Q17. (a) What is boric acid?

(b) How is boric acid prepared in the laboratory?
(c) Give properties and uses of boric acid.

• Answer:
  (a) Boric Acid (H₃BO₃) is a weak monobasic acid derived from boron.
  (b) Laboratory Preparation: Boric acid can be prepared by adding hydrochloric acid to a hot, concentrated solution of borax:
  Na₂B₄O₇ + 2HCl + 5H₂O → 4H₃BO₃ + 2NaCl
  (c) Properties:
• It is a white crystalline solid, soluble in water.
• Boric acid is a weak acid, antiseptic, and has a low vapor pressure.
  Uses:
• In antiseptic solutions for minor cuts.
• In the manufacture of glass and ceramics.
• In insecticides to kill ants and roaches.
• As a pH buffer in swimming pools.

Q18. (a) Give the names along with the formulas of three important ores of aluminium.

(b) How and under what conditions does aluminium react with the following:
i) Oxygen ii) Hydrogen iii) Halogens iv) Acids v) Alkalies

• Answer:
  (a) Ores of Aluminium:
• Bauxite: Al₂O₃·2H₂O
• Cryolite: Na₃AlF₆
• Corundum: Al₂O₃
  (b) Reactions of Aluminium:
• With Oxygen: Aluminium reacts readily with oxygen, forming a protective layer of aluminium oxide:
  4Al + 3O₂ → 2Al₂O₃
• With Hydrogen: Aluminium does not react with hydrogen directly.
• With Halogens: Aluminium reacts with halogens to form aluminium halides:
  2Al + 3Cl₂ → 2AlCl₃
• With Acids: Aluminium dissolves in acids to release hydrogen gas:
  2Al + 6HCl → 2AlCl₃ + 3H₂
• With Alkalies: Aluminium reacts with alkalis to form aluminates and hydrogen gas:
  2Al + 2NaOH + 6H₂O → 2Na[Al(OH)₄] + 3H₂

Q19. Give the names, electronic configurations, and occurrence of Group-IVA elements of the periodic table.

• Answer: The Group-IVA elements are:
• Carbon (C): 1s² 2s² 2p²
• Silicon (Si): [Ne] 3s² 3p²
• Germanium (Ge): [Ar] 3d¹⁰ 4s² 4p²
• Tin (Sn): [Kr] 4d¹⁰ 5s² 5p²
• Lead (Pb): [Xe] 4f¹⁴ 5d¹⁰ 6s² 6p²
  These elements are found in nature in various forms, such as carbon in coal, silicon in sand (SiO₂), and lead in galena (PbS).

Q20. Discuss the peculiar behavior of carbon with respect to the other members of Group-IVA of the periodic table.

• Answer:
• Catenation: Carbon uniquely forms long chains and rings of atoms due to its strong C-C bonds. Other Group-IVA elements do not show such extensive catenation.
• Allotropes: Carbon exists in various allotropes like graphite, diamond, and fullerenes, whereas silicon and others have fewer allotropic forms.
• Multiple Bonds: Carbon forms stable double and triple bonds (C=C and C≡C), unlike heavier elements, which rarely form multiple bonds.
• Non-metallic Nature: Carbon is a non-metal, whereas the others in the group (like Sn and Pb) exhibit metallic properties.

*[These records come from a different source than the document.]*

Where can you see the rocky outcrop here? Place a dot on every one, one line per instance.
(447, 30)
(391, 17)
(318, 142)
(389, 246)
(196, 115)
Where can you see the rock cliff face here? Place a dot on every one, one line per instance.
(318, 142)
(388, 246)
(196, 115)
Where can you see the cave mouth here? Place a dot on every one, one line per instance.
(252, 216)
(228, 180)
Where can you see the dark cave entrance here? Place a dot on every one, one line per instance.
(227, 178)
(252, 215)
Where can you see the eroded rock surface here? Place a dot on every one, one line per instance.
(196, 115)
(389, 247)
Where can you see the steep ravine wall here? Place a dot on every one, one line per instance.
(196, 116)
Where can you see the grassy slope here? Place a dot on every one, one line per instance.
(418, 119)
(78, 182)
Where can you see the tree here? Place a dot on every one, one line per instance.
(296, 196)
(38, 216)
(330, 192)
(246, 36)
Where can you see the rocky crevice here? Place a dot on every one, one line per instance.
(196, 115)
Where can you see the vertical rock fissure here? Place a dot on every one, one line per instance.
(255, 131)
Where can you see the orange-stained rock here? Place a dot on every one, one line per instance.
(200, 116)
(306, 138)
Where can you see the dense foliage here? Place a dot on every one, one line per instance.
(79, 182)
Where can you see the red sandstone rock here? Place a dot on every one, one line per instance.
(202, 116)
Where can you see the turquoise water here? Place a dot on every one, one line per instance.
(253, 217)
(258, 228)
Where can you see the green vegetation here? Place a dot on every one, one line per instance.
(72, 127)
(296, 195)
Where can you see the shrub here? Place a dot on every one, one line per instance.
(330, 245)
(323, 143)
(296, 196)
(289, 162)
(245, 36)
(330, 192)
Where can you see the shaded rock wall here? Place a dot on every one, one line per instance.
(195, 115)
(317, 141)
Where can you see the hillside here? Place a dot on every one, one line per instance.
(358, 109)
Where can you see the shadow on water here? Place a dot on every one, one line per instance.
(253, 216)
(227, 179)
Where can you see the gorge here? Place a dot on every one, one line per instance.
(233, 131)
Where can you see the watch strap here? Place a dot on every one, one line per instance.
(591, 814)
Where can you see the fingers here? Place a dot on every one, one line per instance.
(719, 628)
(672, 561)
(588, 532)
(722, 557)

Q21. (a) What are silicones?

(b) Give a brief summary of the principal properties of silicones.
(c) Outline the uses of silicones.
(d) What are silicates?
(e) Describe the structures of silicates.

• Answer:
  (a) Silicones are synthetic polymers made up of repeating units of siloxane (Si-O-Si) with organic side groups attached to the silicon atoms.
  (b) Properties of Silicones:
• High thermal stability
• Water repellency
• Electrical insulating properties
• Flexibility and low toxicity
  (c) Uses of Silicones:
• Used as sealants and adhesives
• In medical devices and implants
• As lubricants and insulating materials
• In cosmetics and personal care products
  (d) Silicates: Silicates are minerals containing silicon and oxygen, commonly combined with other elements like magnesium, iron, and aluminium. Examples include quartz (SiO₂) and feldspar.
  (e) Structures of Silicates: Silicates have a tetrahedral structure, where one silicon atom is surrounded by four oxygen atoms. These tetrahedra can link in various ways to form different types of silicates, such as isolated, chain, sheet, and framework silicates.